DOI: 10.4230/LIPIcs.OPODIS.2024.26

The Singular Optimality of Distributed Computation in LOCAL

Authors: Fabien Dufoulon, Gopal Pandurangan, Peter Robinson, and Michele Scquizzato

Published in: LIPIcs, Volume 324, 28th International Conference on Principles of Distributed Systems (OPODIS 2024)

Abstract

It has been shown that one can design distributed algorithms that are (nearly) singularly optimal, meaning they simultaneously achieve optimal time and message complexity (within polylogarithmic factors), for several fundamental global problems such as broadcast, leader election, and spanning tree construction, under the KT₀ assumption. With this assumption, nodes have initial knowledge only of themselves, not their neighbors. In this case the time and message lower bounds are Ω(D) and Ω(m), respectively, where D is the diameter of the network and m is the number of edges, and there exist (even) deterministic algorithms that simultaneously match these bounds. On the other hand, under the KT₁ assumption, whereby each node has initial knowledge of itself and the identifiers of its neighbors, the situation is not clear.

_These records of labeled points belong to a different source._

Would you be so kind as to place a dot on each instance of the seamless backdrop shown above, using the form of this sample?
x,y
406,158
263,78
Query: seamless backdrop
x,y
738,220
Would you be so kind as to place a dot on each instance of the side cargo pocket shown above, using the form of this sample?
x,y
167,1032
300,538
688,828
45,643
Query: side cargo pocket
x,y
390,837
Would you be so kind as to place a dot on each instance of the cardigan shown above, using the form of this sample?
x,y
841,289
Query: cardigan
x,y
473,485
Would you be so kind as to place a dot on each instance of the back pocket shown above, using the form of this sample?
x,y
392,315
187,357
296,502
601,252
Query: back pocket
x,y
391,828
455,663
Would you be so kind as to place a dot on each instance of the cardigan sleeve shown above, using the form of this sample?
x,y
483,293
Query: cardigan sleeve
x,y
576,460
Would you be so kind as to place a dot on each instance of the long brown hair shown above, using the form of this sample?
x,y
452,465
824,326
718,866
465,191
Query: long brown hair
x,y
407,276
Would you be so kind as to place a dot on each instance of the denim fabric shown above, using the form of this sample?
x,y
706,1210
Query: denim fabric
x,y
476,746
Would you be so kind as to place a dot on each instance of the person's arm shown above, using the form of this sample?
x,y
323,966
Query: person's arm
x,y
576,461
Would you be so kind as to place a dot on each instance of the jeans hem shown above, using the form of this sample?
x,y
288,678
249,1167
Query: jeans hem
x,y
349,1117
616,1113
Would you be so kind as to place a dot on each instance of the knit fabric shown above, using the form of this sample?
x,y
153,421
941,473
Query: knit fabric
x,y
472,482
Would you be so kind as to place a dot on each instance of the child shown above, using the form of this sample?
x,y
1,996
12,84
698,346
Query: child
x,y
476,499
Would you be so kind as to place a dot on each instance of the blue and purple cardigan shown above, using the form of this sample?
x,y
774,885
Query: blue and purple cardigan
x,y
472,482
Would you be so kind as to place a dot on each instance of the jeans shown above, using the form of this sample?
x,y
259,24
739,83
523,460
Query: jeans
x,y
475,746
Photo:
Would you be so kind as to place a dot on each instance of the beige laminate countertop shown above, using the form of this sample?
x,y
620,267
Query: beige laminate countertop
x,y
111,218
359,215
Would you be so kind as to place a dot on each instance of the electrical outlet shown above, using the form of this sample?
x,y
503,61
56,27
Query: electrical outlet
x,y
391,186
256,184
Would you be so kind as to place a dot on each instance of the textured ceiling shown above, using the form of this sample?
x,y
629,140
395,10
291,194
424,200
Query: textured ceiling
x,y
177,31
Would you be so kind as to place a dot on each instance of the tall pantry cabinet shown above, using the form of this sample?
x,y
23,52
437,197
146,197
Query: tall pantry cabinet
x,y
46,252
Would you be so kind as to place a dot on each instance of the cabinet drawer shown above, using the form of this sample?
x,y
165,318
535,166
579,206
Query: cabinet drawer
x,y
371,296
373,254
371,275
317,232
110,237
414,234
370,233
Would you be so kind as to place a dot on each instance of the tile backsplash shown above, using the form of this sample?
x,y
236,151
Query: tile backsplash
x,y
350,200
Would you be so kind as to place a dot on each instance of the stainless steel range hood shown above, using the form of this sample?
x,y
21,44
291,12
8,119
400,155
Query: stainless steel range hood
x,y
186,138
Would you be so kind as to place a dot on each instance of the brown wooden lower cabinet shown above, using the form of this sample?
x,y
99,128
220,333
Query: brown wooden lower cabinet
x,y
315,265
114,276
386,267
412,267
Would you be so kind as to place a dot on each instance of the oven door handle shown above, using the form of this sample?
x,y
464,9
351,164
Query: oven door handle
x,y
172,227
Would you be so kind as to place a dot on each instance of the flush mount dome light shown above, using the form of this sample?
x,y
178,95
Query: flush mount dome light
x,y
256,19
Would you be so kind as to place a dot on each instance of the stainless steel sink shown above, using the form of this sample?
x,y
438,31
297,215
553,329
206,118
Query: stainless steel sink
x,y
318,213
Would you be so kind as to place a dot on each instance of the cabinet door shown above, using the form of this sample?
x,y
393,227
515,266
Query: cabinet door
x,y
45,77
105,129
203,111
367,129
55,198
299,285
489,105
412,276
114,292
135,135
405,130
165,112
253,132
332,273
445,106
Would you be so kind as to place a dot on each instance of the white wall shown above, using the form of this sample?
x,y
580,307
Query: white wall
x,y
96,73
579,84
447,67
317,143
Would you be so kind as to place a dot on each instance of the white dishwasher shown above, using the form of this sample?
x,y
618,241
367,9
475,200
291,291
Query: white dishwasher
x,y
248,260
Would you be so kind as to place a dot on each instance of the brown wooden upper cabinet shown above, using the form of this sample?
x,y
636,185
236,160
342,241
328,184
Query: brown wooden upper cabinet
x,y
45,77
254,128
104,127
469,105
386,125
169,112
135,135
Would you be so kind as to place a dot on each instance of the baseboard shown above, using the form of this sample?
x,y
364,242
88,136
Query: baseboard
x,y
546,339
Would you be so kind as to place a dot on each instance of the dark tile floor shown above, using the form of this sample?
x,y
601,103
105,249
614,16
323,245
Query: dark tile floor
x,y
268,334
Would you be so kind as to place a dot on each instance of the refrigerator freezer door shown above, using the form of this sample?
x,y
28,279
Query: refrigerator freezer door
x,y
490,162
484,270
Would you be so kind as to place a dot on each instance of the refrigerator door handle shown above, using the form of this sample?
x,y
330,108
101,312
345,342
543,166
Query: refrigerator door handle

For the KT₁ CONGEST model (where messages are of small size), King, Kutten, and Thorup (KKT) showed that one can solve several fundamental global problems (with the notable exception of BFS tree construction) such as broadcast, leader election, and spanning tree construction with Õ(n) message complexity (n is the network size), which can be significantly smaller than m. Randomization is crucial in obtaining this result. While the message complexity of the KKT result is near-optimal, its time complexity is Õ(n) rounds, which is far from the standard lower bound of Ω(D). An important open question is whether one can achieve singular optimality for the above problems in the KT₁ CONGEST model, i.e., whether there exists an algorithm running in Õ(D) rounds and Õ(n) messages. Another important and related question is whether the fundamental BFS tree construction can be solved with Õ(n) messages (regardless of the number of rounds as long as it is polynomial in n) in KT₁. In this paper, we show that in the KT₁ LOCAL model (where message sizes are not restricted), singular optimality is achievable. Our main result is that all global problems, including BFS tree construction, can be solved in Õ(D) rounds and Õ(n) messages, where both bounds are optimal up to polylogarithmic factors. Moreover, we show that this can be achieved deterministically.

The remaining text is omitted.